Ancak –ve işte insan ruhunun dayanılmaz iyimserliği– hava dün akşamüstü bir nebze olsun sakinleşti. Rüzgar yatıştı, deniz adeta bir küvetteki kadar dingin bir hal aldı (en azından bir süreliğine). Ve bu kısa pencere, filodakiler için altın değerindeydi. Hiç vakit kaybetmeden, motorlar çalıştırıldı ve tekneler, asıl hedefleri olan Gazze'ye doğru yeniden açıldılar. Kararlılıkları, görmeniz gereken bir şeydi doğrusu.
Peki ya sonrası? Güzergah boyunca hava durumunun nasıl seyredeceği hâlâ büyük bir soru işareti. Bu insanlar, sadece malzeme taşımıyor; aynı zamanda bir direniş sembolü haline gelmiş durumdalar. İsrail yetkililerinin engelleme çabalarına ve doğanın kendisine rağmen yol alıyorlar.
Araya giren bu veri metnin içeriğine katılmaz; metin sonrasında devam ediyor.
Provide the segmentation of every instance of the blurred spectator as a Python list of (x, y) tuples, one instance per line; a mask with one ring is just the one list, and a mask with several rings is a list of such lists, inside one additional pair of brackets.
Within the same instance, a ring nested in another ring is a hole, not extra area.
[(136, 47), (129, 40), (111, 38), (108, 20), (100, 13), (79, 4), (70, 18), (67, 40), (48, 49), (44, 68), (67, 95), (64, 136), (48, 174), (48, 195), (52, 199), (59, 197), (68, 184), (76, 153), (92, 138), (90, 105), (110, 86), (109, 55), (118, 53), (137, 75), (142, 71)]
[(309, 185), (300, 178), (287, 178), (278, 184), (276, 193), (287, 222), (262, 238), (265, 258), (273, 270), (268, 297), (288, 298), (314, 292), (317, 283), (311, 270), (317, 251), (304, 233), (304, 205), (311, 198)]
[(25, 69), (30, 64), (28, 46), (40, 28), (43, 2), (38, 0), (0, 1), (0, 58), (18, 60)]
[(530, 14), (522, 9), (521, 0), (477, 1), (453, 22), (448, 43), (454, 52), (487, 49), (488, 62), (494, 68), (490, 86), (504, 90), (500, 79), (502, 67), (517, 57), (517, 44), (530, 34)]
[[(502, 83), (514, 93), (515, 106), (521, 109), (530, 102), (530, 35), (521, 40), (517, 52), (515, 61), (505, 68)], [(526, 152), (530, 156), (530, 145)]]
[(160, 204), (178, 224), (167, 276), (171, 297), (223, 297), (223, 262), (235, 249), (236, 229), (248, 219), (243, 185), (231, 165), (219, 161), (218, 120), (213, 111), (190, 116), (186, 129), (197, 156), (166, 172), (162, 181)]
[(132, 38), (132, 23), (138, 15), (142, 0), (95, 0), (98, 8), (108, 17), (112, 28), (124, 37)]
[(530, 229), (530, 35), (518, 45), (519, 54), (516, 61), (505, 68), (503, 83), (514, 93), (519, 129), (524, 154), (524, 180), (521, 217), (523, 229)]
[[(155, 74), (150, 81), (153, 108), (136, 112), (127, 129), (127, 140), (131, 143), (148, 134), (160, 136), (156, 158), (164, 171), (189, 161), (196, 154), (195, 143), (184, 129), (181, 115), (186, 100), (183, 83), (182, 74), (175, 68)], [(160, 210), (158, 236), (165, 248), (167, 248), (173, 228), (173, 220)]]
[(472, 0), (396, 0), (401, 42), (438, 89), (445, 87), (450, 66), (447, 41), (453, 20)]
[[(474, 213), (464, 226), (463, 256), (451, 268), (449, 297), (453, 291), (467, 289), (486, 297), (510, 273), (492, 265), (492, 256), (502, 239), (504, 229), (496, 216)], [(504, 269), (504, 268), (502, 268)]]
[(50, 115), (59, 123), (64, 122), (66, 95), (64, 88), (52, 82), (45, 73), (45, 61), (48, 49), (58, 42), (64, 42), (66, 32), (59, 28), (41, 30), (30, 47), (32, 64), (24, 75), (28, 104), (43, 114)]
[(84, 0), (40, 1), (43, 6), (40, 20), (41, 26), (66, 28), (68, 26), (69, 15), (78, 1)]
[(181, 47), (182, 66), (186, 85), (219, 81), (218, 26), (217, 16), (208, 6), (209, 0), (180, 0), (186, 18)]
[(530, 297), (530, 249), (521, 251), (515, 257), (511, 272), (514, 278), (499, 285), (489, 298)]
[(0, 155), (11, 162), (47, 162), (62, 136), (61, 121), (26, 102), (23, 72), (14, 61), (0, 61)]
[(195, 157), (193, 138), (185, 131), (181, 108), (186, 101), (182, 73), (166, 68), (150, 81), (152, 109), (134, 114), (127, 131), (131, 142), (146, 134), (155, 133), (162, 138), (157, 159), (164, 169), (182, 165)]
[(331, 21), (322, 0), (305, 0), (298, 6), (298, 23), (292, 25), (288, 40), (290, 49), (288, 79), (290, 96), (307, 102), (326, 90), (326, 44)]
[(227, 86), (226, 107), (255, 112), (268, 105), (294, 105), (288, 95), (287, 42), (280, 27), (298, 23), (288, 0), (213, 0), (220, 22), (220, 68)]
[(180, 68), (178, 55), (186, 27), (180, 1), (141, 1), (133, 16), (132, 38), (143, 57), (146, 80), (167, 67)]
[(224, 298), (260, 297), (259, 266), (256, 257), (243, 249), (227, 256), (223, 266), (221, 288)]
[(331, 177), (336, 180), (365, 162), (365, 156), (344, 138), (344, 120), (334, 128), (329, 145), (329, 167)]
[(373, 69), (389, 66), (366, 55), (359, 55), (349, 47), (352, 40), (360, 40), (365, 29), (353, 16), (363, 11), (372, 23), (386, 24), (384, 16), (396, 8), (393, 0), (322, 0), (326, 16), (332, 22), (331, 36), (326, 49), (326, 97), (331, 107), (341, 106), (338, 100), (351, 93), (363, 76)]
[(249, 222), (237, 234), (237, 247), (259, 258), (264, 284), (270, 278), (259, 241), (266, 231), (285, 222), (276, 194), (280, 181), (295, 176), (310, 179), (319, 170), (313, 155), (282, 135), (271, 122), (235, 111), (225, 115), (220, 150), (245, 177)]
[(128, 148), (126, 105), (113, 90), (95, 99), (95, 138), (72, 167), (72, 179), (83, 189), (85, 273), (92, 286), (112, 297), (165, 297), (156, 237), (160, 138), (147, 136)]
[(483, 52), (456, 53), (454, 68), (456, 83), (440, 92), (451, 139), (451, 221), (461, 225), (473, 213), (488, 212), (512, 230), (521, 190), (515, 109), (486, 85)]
Bu, modern zamanların en çetin deniz yolculuklarından biri olmaya aday.
Barselona'da kısa bir mola vermek zorunda kalsalar da, niyetlerinden asla ödün vermedikleri ortada. Okyanusun ortasında, bir avuç insanın inatçı iyilik arayışı... Belki de hepimizin ihtiyacı olan hikaye bu.